Bill Gates non è mai stato un carismatico. Chi ha lavorato con lui negli anni d’oro di Microsoft lo descrive come ossessivo, iper-razionale, impaziente, capace di demolire un’idea con una sola espressione di disapprovazione. Nei primi anni, il suo obiettivo era solo vincere: diventare il numero uno nel software, conquistare tutti i computer del mondo. Il celebre processo antitrust che lo vide imputato alla fine degli anni ’90 fu uno dei primi momenti in cui l’opinione pubblica lo vide come l’incarnazione del potere tecnologico senza freni.
Eppure, proprio da quel processo inizia la metamorfosi. Gates lascia gradualmente il timone di Microsoft, si dedica alla salute globale, comincia a leggere e studiare su temi lontanissimi dal suo mondo originario.

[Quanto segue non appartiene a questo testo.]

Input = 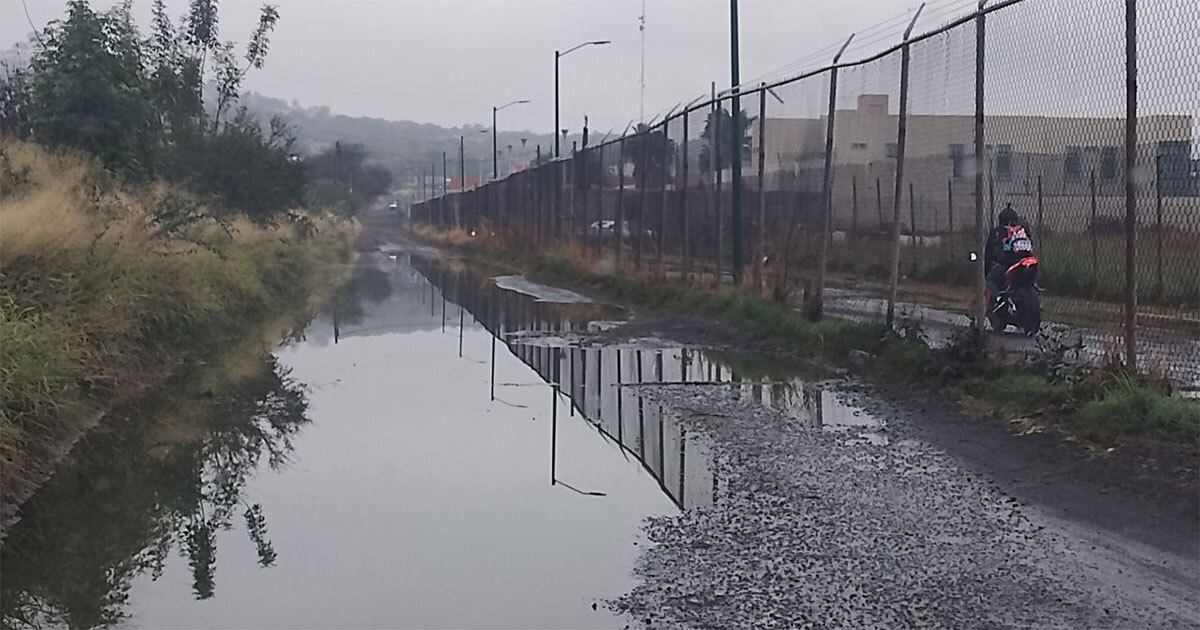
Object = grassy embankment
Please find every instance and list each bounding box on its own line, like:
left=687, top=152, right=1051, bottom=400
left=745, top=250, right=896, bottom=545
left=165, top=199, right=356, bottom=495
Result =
left=0, top=143, right=355, bottom=496
left=416, top=227, right=1200, bottom=449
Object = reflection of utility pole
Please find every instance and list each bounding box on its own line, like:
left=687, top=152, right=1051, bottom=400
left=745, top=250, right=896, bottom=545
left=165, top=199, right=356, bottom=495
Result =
left=550, top=348, right=607, bottom=497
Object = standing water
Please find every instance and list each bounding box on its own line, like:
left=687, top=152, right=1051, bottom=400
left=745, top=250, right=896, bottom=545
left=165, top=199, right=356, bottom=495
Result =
left=0, top=253, right=712, bottom=628
left=0, top=256, right=884, bottom=628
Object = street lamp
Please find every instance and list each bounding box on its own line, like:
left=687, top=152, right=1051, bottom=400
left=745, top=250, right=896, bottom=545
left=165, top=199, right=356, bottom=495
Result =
left=492, top=100, right=529, bottom=179
left=554, top=40, right=612, bottom=157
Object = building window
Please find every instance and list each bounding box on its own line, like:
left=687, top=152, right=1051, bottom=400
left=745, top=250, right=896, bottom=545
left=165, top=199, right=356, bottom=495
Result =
left=950, top=144, right=965, bottom=178
left=1062, top=146, right=1084, bottom=181
left=1100, top=146, right=1117, bottom=180
left=996, top=144, right=1013, bottom=179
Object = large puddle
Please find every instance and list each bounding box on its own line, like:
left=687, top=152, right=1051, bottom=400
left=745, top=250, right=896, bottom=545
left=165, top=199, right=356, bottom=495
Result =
left=0, top=254, right=884, bottom=628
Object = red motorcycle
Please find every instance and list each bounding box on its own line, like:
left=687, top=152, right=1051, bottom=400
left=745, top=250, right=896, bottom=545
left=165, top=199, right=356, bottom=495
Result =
left=988, top=256, right=1042, bottom=335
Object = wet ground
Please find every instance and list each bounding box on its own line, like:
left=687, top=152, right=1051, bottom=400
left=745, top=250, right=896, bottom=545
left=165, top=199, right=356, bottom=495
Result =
left=0, top=219, right=1200, bottom=628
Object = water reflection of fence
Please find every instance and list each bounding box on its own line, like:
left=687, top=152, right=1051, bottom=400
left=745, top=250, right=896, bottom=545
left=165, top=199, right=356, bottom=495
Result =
left=414, top=260, right=732, bottom=508
left=412, top=258, right=887, bottom=508
left=412, top=0, right=1200, bottom=384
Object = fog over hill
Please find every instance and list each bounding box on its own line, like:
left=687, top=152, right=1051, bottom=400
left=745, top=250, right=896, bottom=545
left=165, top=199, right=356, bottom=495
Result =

La sua biografia recente è fatta di incontri con epidemiologi, agronomi, climatologi, studenti africani, amministratori locali. È un uomo che ha imparato ad ascoltare, dicono oggi i suoi collaboratori. Ma anche uno che non ha mai smesso di credere di sapere meglio degli altri cosa serve al mondo.
Un gesto che divide
Donare 200 miliardi all’Africa è qualcosa che lascia il segno. Ma è anche un gesto che, per la sua scala, riscrive i confini tra politica, economia e filantropia. Un atto radicale, che fa apparire persino lo Stato come una struttura lenta e inadeguata. Con questa mossa, Gates diventa qualcosa di inedito: non più un semplice imprenditore filantropo, ma un vero attore globale, dotato di una potenza economica paragonabile a quella di molti Paesi.

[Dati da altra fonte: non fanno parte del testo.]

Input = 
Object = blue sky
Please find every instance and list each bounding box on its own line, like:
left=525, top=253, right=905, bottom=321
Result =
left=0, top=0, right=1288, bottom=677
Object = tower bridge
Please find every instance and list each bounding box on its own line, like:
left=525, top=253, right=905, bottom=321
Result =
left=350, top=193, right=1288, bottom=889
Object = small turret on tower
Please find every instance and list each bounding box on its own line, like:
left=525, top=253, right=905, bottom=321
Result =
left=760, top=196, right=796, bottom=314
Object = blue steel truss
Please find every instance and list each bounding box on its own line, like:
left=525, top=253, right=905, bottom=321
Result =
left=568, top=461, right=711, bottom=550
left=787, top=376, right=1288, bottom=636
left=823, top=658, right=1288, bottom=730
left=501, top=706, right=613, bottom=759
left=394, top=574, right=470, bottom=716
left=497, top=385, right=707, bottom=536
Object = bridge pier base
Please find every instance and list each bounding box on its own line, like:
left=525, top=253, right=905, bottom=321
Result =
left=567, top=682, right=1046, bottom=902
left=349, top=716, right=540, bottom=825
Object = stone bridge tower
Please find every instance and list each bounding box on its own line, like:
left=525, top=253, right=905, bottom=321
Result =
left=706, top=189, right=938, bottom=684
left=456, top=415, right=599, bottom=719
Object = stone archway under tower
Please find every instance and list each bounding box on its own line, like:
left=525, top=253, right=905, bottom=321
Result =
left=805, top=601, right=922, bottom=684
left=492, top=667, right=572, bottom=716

La domanda, allora, non è solo “perché lo fa?”, ma anche: chi decide cosa è bene per l’Africa? Un uomo solo può davvero indirizzare il destino di un intero continente? E quali saranno le condizioni, le logiche, le priorità di questo gigantesco piano di sviluppo?

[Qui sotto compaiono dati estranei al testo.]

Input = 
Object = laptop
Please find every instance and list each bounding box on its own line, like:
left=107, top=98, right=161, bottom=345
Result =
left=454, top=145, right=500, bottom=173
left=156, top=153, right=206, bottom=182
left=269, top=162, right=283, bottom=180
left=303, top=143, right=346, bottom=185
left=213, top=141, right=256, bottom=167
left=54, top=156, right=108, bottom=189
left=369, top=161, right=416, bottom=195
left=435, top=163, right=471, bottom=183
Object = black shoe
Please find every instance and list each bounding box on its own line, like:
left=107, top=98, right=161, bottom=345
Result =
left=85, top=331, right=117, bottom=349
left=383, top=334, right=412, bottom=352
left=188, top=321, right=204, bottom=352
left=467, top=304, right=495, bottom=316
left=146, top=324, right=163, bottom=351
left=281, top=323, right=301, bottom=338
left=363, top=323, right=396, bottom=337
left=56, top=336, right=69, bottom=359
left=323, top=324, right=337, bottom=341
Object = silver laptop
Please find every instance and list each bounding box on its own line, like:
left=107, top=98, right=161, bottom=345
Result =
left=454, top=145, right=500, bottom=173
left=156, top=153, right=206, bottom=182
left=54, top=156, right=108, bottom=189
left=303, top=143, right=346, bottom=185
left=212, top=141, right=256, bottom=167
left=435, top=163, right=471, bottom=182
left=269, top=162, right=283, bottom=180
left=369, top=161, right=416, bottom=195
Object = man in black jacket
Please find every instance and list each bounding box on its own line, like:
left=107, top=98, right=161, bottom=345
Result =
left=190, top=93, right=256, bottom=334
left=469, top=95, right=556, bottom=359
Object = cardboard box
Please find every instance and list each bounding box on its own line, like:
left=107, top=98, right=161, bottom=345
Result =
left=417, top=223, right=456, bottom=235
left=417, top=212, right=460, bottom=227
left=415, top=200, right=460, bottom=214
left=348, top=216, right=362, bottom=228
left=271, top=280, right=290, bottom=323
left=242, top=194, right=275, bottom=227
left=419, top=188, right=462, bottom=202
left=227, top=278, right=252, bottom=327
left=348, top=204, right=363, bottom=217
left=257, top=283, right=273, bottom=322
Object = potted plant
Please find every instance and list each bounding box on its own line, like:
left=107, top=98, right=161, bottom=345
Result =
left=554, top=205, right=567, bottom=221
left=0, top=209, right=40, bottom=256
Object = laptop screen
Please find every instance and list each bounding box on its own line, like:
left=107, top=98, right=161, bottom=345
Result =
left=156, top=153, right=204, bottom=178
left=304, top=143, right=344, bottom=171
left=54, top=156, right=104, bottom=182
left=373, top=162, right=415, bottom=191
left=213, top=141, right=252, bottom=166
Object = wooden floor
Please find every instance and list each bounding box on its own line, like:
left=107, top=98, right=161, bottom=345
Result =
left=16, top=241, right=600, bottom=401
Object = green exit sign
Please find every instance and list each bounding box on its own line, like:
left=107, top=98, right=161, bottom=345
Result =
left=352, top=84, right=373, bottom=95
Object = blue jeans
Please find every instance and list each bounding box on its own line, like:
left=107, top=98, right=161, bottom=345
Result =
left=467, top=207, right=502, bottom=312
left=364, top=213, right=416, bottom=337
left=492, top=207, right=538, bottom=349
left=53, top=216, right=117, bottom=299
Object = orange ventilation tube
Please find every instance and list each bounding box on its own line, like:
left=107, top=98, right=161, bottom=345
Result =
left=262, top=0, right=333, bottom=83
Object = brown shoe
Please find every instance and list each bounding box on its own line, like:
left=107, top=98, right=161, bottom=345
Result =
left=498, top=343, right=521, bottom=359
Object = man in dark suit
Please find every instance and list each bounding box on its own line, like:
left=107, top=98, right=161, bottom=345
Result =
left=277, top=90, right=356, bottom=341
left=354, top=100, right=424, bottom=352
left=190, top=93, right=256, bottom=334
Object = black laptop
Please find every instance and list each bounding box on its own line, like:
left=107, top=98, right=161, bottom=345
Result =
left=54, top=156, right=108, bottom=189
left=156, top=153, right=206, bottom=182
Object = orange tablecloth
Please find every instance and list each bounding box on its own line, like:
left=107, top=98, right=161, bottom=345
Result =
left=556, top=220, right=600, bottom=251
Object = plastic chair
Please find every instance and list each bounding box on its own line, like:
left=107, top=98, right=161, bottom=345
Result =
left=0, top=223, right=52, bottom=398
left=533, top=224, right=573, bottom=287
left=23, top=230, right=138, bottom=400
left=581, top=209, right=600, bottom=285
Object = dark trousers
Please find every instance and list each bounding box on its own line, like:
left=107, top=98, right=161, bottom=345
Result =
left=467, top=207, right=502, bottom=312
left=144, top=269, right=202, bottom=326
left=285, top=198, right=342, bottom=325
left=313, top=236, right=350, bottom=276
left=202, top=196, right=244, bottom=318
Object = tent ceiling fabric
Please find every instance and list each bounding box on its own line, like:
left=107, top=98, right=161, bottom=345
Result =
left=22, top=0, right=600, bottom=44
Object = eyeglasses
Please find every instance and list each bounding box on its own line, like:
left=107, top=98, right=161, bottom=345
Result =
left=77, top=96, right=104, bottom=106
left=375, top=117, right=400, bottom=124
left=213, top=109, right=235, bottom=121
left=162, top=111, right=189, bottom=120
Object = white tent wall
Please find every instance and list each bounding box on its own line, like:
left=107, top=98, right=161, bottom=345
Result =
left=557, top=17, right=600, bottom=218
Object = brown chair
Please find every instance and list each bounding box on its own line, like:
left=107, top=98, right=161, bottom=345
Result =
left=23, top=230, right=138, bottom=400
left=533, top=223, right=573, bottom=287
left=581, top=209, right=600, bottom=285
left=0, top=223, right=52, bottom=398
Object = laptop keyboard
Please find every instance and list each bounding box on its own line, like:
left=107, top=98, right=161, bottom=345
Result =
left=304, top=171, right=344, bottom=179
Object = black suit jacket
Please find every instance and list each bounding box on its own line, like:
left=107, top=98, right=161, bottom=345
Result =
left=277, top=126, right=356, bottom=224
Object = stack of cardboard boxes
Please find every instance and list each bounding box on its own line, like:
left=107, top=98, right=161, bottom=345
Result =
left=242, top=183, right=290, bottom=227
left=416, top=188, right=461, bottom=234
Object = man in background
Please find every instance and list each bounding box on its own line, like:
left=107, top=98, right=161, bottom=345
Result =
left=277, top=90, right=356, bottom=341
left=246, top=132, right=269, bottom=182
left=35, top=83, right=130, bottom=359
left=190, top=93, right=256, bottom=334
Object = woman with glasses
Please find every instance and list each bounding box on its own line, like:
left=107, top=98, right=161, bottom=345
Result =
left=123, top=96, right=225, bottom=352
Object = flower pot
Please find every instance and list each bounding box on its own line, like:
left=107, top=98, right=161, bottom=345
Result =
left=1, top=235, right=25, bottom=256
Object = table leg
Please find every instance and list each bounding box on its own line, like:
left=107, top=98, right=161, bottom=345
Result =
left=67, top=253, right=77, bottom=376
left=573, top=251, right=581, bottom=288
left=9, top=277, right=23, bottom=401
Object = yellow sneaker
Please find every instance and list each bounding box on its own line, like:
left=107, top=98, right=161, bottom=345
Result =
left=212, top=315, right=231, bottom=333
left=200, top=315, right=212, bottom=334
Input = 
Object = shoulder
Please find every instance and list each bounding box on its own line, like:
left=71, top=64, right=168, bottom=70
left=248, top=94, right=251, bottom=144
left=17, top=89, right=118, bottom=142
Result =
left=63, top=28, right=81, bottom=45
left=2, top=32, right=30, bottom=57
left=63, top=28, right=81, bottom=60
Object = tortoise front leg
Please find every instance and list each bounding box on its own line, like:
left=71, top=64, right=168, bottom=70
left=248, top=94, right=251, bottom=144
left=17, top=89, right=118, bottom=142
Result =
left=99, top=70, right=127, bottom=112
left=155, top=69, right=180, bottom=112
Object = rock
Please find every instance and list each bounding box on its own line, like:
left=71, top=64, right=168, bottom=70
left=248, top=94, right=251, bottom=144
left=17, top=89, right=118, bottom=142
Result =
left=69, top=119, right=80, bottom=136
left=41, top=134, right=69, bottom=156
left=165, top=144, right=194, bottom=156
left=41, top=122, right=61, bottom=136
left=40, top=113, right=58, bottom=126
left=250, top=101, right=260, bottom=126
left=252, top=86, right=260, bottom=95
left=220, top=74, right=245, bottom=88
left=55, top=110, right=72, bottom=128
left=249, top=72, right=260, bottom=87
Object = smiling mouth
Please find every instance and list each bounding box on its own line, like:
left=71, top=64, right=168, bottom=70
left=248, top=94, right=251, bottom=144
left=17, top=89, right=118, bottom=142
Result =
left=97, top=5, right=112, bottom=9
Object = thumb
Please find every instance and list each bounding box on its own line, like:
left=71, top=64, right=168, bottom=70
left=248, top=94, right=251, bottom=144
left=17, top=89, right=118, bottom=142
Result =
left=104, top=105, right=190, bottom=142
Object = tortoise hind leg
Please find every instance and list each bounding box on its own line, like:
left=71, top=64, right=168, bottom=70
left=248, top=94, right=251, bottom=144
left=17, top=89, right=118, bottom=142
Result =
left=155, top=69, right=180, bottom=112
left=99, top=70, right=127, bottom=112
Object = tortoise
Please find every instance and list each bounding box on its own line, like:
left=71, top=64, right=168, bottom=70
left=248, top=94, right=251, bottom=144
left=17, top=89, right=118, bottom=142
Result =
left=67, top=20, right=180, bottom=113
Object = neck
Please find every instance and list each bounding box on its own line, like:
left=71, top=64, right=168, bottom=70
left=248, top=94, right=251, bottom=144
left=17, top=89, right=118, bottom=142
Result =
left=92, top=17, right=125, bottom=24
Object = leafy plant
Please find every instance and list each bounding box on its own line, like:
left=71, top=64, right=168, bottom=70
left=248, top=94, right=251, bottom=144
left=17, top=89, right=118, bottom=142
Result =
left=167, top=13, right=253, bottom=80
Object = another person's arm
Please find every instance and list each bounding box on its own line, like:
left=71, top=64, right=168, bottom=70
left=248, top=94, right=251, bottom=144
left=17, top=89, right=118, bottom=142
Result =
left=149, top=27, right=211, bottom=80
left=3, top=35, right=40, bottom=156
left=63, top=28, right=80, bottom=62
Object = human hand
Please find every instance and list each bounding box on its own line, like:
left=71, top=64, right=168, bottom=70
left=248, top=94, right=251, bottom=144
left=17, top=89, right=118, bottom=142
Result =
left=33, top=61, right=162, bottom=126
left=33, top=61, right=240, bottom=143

Bill Gates, nel bene o nel male, ha sempre agito fuori dal coro. Questa ultima decisione non fa eccezione. Non sarà mai amato da tutti, e forse non lo vuole neppure. Ma se il mondo sarà migliore tra dieci o vent’anni, sarà difficile negare che lui ci abbia messo qualcosa di molto concreto. Anche se, ancora una volta, a modo suo.